FS#22343 - Random kernel panics after udev upgrade
Attached to Project:
Arch Linux
Opened by H.pferd (stosch) - Thursday, 06 January 2011, 20:32 GMT
Last edited by Tobias Powalowski (tpowa) - Monday, 24 January 2011, 18:46 GMT
Opened by H.pferd (stosch) - Thursday, 06 January 2011, 20:32 GMT
Last edited by Tobias Powalowski (tpowa) - Monday, 24 January 2011, 18:46 GMT
|
Details
Description: Since a few days (probably after the udev
upgrade to 165) I discover random kernel panics on several
machines (Laptop and Desktop). Those occur in two
situations:
-When I insert a DVD (no automount) -rarely when I boot up. There might be a connection to this forum thread: https://bbs.archlinux.org/viewtopic.php?id=111197 even though there is a slightly different display output (see attached file). The problem seems to be solved when downgrading to older udev164-3. Additional info: udev 165-1 picture with display output Steps to reproduce: non found - random but pretty often |
This task depends upon
Closed by Tobias Powalowski (tpowa)
Monday, 24 January 2011, 18:46 GMT
Reason for closing: Fixed
Additional comments about closing: patch added to all kernels
Monday, 24 January 2011, 18:46 GMT
Reason for closing: Fixed
Additional comments about closing: patch added to all kernels
udevadm info --convert-db
and rebuild your initramfs by running mkinitcpio -p kernel26
udevadm info --convert-db and updated the initramfs in both kernels26 2.6.36 and 2.6.37 from testing ,
login to my desktop, put a dvd on the drive and panic again,sometimes panic on boot.
Downgrading to udev 164-3 is the only workaround that helps for now.
I tried with the stock kernel. The problem continues.
same error here, ramdomly kernel panic at udev autodetect process, fallback image works normal
According to Tobias, here is what I've done to solve the problem :
- upgrade to udev 165-1
- udevadm info --convert-db
- boot many times. No kernel panic
- rebuild initramfs
- boot many times. No kernel panic
So for me the problem is gone. I do not use my Arch to play DVD, so I haven't check this case.
@Emmanuel : are you 100% sure that the problem is gone ? It can be sporadic.
Basically, it doesn't get stuck when I use udev 164-3 with stock ARCH kernel, and still stucks while trying to boot with a bfs-patched kernel.
@stosch: Using bfs by any chance?
Update: The system definitely doesn't get stuck when trying to boot kernel without bfs.

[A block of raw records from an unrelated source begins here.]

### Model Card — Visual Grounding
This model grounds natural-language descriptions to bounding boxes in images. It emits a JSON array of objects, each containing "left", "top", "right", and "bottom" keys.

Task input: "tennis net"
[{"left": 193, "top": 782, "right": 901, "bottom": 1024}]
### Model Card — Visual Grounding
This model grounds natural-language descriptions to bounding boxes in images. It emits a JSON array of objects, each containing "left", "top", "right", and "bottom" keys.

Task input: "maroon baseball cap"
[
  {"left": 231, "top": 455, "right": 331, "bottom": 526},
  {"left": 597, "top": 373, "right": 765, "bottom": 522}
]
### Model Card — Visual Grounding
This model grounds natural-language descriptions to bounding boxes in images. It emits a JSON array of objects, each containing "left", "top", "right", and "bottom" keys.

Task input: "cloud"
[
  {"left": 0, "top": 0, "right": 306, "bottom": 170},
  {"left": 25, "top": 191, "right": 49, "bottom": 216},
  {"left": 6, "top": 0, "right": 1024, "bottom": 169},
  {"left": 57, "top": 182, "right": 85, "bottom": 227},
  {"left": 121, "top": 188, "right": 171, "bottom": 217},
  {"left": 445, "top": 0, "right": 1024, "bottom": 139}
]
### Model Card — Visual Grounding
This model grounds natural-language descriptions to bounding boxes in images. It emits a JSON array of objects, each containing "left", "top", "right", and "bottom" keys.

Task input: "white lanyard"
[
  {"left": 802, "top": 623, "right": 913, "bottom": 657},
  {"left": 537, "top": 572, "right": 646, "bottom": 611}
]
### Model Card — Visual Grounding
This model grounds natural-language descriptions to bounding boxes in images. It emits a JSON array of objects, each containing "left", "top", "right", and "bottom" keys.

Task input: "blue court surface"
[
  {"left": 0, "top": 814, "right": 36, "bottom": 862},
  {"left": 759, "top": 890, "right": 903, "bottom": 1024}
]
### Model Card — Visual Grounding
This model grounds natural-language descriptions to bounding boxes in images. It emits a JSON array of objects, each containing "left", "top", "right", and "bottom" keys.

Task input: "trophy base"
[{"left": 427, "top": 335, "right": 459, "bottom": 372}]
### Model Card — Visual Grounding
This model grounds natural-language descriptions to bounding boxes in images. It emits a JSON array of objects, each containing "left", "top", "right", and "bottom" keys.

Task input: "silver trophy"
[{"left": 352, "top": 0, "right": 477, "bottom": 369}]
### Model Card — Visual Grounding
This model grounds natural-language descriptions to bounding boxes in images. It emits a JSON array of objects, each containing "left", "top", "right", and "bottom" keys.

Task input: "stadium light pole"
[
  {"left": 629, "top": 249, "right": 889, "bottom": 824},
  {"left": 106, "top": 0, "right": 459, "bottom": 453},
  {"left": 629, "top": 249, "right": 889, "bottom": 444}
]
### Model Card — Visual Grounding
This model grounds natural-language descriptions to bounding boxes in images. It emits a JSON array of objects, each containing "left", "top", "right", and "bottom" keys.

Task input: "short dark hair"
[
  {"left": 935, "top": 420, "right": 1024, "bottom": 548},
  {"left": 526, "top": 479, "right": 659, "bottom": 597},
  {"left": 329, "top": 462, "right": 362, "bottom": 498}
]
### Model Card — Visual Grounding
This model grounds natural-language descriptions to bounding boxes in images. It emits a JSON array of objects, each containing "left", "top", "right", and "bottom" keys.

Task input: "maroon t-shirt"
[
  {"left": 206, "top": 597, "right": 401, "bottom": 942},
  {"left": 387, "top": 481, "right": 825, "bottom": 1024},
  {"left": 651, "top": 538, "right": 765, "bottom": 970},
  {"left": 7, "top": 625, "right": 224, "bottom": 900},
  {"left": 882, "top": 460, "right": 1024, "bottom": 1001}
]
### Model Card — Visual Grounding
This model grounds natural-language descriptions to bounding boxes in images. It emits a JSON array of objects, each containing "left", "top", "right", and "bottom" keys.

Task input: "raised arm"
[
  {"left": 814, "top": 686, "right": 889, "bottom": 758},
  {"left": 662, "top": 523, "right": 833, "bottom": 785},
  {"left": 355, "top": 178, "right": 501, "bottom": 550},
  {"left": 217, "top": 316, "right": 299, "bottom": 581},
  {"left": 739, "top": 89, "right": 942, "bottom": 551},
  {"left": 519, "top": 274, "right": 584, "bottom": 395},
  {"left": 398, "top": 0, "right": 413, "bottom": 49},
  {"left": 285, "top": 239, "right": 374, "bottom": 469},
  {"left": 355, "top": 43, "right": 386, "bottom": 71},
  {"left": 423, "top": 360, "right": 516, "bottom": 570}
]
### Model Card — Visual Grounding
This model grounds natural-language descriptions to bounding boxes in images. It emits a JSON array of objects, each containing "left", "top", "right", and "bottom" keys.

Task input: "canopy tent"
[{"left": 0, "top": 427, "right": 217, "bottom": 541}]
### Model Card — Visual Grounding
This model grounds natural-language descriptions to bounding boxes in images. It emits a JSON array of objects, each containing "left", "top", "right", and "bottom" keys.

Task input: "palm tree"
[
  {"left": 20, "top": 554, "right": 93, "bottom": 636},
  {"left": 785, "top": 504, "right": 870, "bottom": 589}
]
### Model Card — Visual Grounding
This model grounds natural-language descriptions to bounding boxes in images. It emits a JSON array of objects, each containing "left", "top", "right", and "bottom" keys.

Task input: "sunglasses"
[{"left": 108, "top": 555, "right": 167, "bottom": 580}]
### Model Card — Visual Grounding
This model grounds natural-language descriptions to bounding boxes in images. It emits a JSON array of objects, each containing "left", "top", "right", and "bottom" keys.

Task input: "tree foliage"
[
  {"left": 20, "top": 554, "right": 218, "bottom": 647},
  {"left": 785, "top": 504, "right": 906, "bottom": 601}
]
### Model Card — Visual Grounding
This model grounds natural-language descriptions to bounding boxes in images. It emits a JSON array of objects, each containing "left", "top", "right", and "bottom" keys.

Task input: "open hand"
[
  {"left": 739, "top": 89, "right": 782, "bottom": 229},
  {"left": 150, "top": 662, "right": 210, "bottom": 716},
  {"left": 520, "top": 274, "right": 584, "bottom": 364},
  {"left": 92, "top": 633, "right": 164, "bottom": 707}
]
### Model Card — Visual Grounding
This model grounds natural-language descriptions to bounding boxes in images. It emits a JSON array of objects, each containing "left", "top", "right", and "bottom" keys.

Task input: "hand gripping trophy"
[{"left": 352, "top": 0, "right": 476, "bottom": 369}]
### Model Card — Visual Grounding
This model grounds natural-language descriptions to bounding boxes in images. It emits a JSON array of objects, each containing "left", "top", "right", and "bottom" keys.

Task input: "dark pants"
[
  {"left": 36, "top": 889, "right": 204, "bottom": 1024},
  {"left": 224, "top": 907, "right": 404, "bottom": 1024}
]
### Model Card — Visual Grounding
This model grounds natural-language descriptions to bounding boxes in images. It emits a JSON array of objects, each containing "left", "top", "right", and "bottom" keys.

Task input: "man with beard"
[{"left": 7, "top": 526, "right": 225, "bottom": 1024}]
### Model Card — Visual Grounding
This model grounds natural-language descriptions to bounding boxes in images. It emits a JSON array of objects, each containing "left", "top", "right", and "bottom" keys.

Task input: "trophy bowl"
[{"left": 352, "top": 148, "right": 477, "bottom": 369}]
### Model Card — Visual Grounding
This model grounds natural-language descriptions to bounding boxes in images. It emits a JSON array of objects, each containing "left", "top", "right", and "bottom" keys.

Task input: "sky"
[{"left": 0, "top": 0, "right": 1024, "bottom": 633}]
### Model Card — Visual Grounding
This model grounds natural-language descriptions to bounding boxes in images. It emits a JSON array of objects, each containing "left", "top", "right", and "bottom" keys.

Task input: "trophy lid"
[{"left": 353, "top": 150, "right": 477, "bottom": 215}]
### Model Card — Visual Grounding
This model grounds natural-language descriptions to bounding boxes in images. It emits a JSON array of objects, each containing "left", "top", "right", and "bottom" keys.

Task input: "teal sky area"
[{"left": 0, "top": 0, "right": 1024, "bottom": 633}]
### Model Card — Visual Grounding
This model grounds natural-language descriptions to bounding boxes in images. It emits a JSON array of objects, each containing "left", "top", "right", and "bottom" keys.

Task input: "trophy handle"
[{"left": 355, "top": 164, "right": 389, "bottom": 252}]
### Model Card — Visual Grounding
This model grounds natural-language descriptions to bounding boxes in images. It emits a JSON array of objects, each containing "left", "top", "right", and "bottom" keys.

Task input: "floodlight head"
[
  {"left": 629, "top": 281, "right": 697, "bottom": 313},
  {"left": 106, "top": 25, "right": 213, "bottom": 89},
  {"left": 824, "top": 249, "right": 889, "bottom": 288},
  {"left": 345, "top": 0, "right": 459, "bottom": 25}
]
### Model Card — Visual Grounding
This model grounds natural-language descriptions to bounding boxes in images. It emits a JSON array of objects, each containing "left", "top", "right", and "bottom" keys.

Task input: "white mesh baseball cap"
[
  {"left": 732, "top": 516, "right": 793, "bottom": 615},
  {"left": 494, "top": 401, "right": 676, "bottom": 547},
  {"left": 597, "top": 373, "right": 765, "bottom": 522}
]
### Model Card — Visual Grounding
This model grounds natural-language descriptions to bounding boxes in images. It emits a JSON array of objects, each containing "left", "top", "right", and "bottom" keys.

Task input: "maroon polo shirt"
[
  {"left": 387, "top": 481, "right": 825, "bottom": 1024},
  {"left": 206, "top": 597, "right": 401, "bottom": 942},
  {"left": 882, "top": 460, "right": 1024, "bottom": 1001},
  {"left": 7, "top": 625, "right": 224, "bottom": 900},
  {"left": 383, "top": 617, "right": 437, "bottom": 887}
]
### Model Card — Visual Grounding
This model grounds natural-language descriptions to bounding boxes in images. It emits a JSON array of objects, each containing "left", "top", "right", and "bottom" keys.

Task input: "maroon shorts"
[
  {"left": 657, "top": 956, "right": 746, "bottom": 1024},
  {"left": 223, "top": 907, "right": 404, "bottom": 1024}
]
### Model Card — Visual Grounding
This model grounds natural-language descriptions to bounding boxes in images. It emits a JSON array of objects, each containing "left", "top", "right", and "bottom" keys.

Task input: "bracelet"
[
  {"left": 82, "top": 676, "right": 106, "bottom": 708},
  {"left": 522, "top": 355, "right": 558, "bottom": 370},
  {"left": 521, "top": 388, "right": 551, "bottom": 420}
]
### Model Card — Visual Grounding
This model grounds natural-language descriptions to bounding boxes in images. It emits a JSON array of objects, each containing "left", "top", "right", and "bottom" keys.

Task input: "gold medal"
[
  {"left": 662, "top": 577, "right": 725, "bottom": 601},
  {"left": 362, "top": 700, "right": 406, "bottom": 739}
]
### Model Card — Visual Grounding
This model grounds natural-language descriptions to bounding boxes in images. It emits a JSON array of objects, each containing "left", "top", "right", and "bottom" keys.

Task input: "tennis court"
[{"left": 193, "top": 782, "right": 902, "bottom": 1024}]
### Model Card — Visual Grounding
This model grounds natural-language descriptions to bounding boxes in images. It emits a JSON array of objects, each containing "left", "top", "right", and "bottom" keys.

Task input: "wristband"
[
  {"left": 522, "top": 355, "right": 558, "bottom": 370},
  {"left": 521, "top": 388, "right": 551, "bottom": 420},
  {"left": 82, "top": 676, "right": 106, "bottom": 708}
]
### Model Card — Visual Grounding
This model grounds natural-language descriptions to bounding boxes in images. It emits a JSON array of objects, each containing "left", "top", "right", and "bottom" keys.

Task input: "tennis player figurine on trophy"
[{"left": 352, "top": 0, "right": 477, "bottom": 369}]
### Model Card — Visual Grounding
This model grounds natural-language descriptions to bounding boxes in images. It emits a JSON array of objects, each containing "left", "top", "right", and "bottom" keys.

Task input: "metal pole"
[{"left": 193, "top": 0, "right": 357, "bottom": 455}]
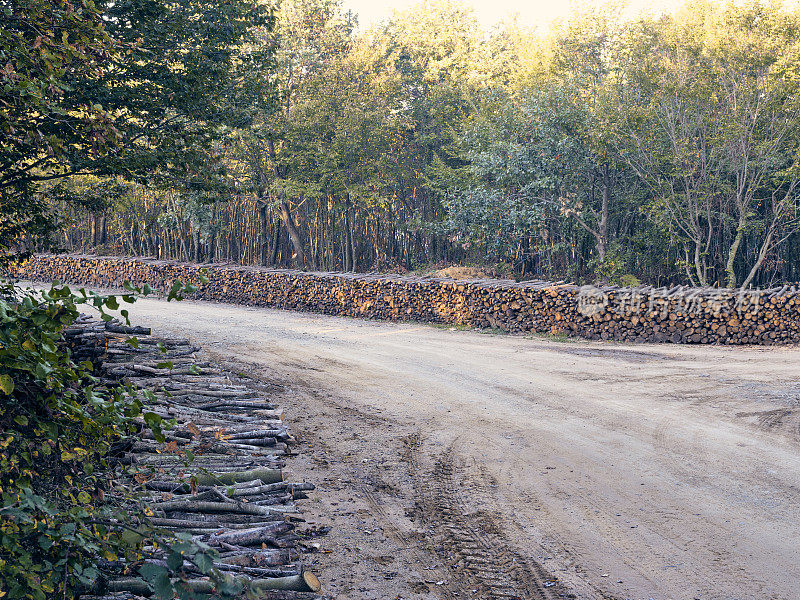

So the problem still occurs.
I´ve cleaned my pkg cache. Someone know where can I download the udev 164 package? Thanks!
i686: http://schlunix.org/archlinux/core/os/i686/udev-164-3-i686.pkg.tar.xz
x86_64: http://schlunix.org/archlinux/core/os/x86_64/udev-164-3-x86_64.pkg.tar.xz
But I think it would be better if Arch devs move back 165-1 to [testing] until we don't know what caused this critical bug for many users.
Right after I updated this evening, I rebooted, and came up to a string of code, all of it being greek to me, and a panic right there. I rebooted, tried the fallback image, and it is working fine so far. I am afraid to do anything further with my system, as I'm afraid I'll totally bork it - I'm going to keep my system up solidly for the next couple of days, and see if there is a kernel fix that comes in - if not, then I'll downgrade udev and the kernel both to be on the safe side.
Thanks for hearing me out.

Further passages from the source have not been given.